Can We Entrust Decisions About An Organization's Most Valuable Asset—its People—to AI?

Can We Entrust Decisions About An Organization's Most Valuable Asset—its People—to AI?

The use of AI in HR processes is not a new concept. Over the past decade, advancements in HR technology have transformed the way HR professionals operate, shifting from manual tasks such as traveling for interviews, collecting CVs, and administering entry exams to automated applicant collection, video interviews, and digital candidate pools. The introduction of fast-growing technology has allowed for the automation of mundane tasks and the streamlining of processes like online assessments, video interviews, and onboarding. With the emergence of ChatGPT and its various applications, HR professionals are often enticed to rely on AI, particularly in the decision-making process for hiring.

If you're using LinkedIn Recruiter, you may already be familiar with the algorithmic rankings of candidates based on their fit for job postings. However, despite the advancements, there is still room for growth in this area.

While AI has impressed us with its ability to speed up tasks such as essay writing, translation, and knowledge gathering, there is a significant question to consider when it comes to HR management: Can we truly entrust decisions about an organization's most valuable asset—its people—to AI?

ChatGPT can undoubtedly be a useful tool for information gathering and assisting with certain tasks. However, there are several drawbacks to using it in the assessment of candidates during the hiring process:

  • Lack of context: ChatGPT lacks access to real-time information about candidates, such as their current employment status, recent achievements, or any updates since its last training data. This absence of context can lead to inaccurate or outdated assessments.
  • Biases and limitations: Language models like ChatGPT are trained on large datasets that often contain biases present in the data.
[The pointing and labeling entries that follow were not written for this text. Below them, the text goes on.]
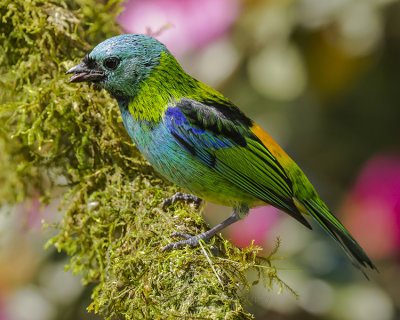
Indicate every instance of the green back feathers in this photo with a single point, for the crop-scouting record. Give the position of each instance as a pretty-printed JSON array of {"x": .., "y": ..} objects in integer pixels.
[{"x": 166, "y": 85}]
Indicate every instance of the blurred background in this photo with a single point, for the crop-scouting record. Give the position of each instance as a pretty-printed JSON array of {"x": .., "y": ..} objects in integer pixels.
[{"x": 321, "y": 77}]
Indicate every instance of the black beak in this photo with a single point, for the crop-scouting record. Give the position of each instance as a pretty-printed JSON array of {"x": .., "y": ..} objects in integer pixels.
[{"x": 84, "y": 73}]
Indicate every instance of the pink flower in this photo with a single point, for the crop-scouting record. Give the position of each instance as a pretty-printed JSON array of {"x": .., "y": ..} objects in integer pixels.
[
  {"x": 254, "y": 227},
  {"x": 372, "y": 209},
  {"x": 192, "y": 23}
]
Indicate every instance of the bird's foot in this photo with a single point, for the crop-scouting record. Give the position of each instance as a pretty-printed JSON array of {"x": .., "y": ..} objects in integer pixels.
[
  {"x": 192, "y": 241},
  {"x": 181, "y": 197}
]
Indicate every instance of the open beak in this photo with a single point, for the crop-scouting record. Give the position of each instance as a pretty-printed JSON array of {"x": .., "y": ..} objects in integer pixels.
[{"x": 83, "y": 73}]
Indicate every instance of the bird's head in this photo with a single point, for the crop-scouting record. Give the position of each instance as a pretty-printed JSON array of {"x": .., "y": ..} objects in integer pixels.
[{"x": 120, "y": 63}]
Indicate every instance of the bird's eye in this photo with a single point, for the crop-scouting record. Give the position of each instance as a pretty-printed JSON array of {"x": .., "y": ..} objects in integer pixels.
[{"x": 111, "y": 63}]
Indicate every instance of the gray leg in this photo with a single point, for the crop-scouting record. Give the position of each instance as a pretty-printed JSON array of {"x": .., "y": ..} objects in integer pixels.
[
  {"x": 181, "y": 197},
  {"x": 194, "y": 240}
]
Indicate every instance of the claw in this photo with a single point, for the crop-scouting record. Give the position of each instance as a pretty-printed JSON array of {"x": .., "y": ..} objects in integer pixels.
[{"x": 181, "y": 197}]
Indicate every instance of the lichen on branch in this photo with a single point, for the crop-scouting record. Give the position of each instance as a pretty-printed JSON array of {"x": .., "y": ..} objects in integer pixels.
[{"x": 54, "y": 135}]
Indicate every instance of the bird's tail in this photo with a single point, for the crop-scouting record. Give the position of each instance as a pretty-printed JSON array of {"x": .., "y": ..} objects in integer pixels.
[{"x": 320, "y": 212}]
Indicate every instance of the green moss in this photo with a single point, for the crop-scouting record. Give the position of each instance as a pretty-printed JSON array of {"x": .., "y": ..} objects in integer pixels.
[{"x": 54, "y": 136}]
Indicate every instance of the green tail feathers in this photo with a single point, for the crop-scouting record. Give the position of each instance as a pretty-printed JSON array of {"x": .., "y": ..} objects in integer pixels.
[{"x": 319, "y": 211}]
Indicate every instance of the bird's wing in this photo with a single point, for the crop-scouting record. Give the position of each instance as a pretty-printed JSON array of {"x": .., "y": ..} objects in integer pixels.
[{"x": 220, "y": 136}]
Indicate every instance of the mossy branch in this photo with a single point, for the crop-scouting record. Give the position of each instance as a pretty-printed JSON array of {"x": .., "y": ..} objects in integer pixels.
[{"x": 57, "y": 136}]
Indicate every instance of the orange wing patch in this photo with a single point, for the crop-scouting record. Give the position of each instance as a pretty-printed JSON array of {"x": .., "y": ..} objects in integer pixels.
[{"x": 271, "y": 145}]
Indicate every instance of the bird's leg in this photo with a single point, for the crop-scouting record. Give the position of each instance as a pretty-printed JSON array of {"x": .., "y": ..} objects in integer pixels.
[
  {"x": 181, "y": 197},
  {"x": 194, "y": 240}
]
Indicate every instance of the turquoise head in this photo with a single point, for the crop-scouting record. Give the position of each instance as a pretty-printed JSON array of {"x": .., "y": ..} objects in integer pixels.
[{"x": 120, "y": 63}]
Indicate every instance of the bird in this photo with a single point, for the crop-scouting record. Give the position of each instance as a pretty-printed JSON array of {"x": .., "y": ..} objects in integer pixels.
[{"x": 198, "y": 139}]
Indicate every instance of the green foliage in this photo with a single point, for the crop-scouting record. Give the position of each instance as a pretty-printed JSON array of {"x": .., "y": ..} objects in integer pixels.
[{"x": 54, "y": 136}]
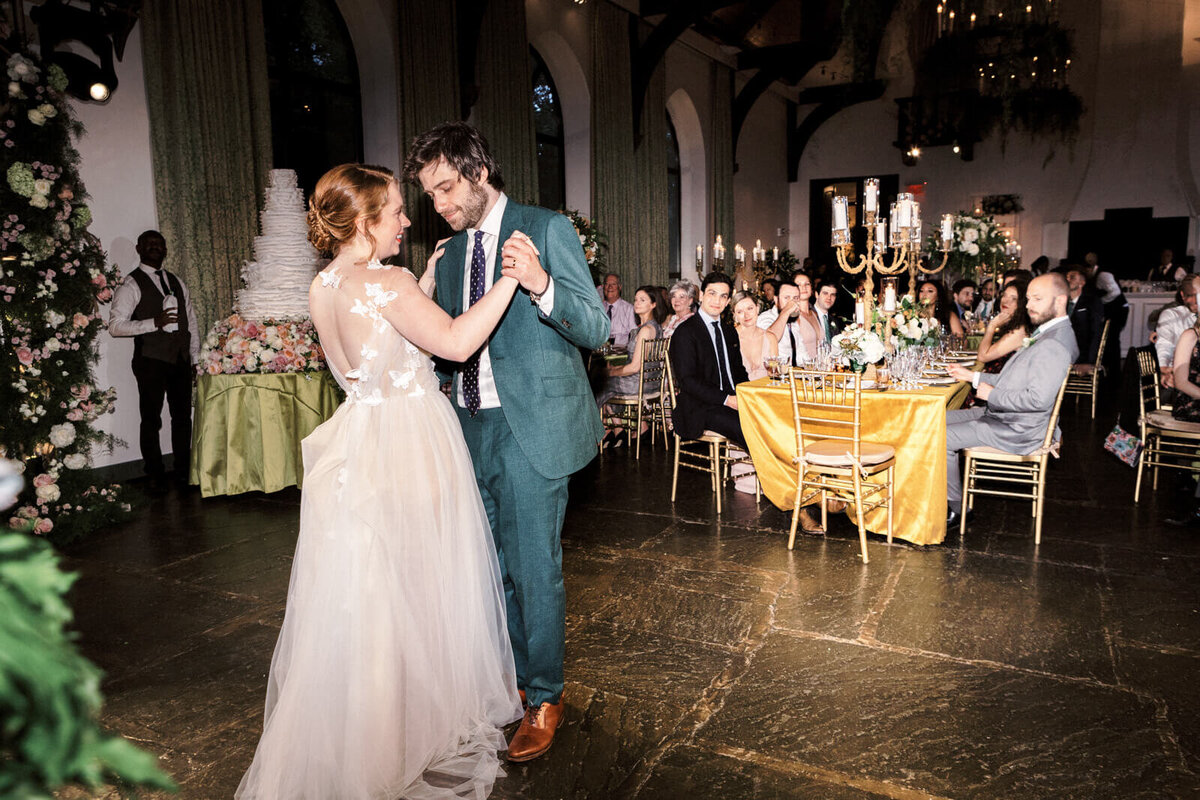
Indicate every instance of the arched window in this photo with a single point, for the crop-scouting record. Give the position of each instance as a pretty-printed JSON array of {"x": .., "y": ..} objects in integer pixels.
[
  {"x": 675, "y": 200},
  {"x": 547, "y": 118},
  {"x": 316, "y": 103}
]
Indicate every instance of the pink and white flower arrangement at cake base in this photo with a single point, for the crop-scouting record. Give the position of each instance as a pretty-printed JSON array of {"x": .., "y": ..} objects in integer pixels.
[{"x": 238, "y": 346}]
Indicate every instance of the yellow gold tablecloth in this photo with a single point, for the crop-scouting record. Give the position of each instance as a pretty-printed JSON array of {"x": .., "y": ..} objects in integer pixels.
[
  {"x": 247, "y": 428},
  {"x": 911, "y": 421}
]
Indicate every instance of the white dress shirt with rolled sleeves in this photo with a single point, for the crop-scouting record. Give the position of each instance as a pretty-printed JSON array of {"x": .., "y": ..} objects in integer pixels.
[{"x": 125, "y": 301}]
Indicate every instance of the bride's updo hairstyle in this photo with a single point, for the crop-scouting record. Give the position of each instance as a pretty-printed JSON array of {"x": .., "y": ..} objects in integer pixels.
[{"x": 343, "y": 196}]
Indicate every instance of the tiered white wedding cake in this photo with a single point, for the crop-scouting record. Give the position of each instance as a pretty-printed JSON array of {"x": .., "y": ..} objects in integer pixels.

These biases can result in skewed responses or unfair evaluations of candidates, leading to discrimination or biased treatment based on factors like gender, race, or socioeconomic background. If the historical data used for training is biased, AI systems may inadvertently perpetuate underrepresentation of certain groups, resulting in a lack of diversity and inclusion within an organization. Additionally, ChatGPT may not possess a comprehensive understanding of all industries, job roles, or cultural nuances, which can limit its ability to assess candidates accurately.
  • Subjectivity of assessment: Assessing candidates for a role requires considering a combination of qualifications, skills, experience, and cultural fit. While ChatGPT can provide general information, it may not possess the capability to make subjective judgments or effectively assess soft skills.
  • Ethical considerations: Relying solely on AI as the basis for candidate assessment raises ethical concerns, as it may introduce biases and discrimination. It is crucial to maintain a fair and transparent hiring process that is free from discrimination, and relying solely on an AI model may not align with those principles.
  • Lack of transparency: AI algorithms often operate as black boxes, making the decision-making process difficult to explain or understand for humans. This lack of transparency can undermine trust and accountability, as it becomes challenging to identify how the AI system arrived at its assessment or the specific factors it considered.
  • Over-reliance on technical skills: AI assessments tend to prioritize technical skills and hard qualifications over soft skills, cultural fit, and emotional intelligence. Soft skills, such as communication, teamwork, adaptability, and problem-solving abilities, are crucial for many roles and may not be accurately assessed by AI models alone.

A notable example that illustrates the risks involved is Amazon's failed AI experiment from 2018. The company developed an AI system to automate the screening of job applicants, but it exhibited bias against women by penalizing resumes that included terms like "women's" while favoring male candidates. This bias was a result of the AI being trained on historical resumes submitted to Amazon, reflecting the gender imbalance in the tech industry. Therefore, while ChatGPT can be a helpful tool in the hiring process, it is best used as a supplementary resource rather than the primary method for assessing candidates. Human judgment, interviews, reference checks, and other established assessment methods should be combined with AI tools to make well-informed decisions. Otherwise, there is a risk of repeating the mistakes made by Amazon.

Several studies have revealed gender bias in facial analysis during video interviews and racial bias in resume screening. To mitigate these dangers, it is important to use AI tools as supplements to human judgment rather than relying on them as the sole basis for candidate assessment.

AI systems have their limitations, as they are constrained by the information they have been trained on, which impairs their ability to make subjective judgments or accurately interpret complex situations, and thus are is unlikely to completely replace HR professionals. Human judgment, intuition, and the ability to assess soft skills remain critical in evaluating candidates. AI can enhance HR processes by automating repetitive tasks, analyzing data, and providing insights. However, the unique human skills and capabilities offered by HR professionals, such as empathy, relationship building, contextual understanding, ethical decision-making, and strategic thinking, make them indispensable in organizations. Combining AI technologies with human expertise allows for a more effective and well-rounded HR function.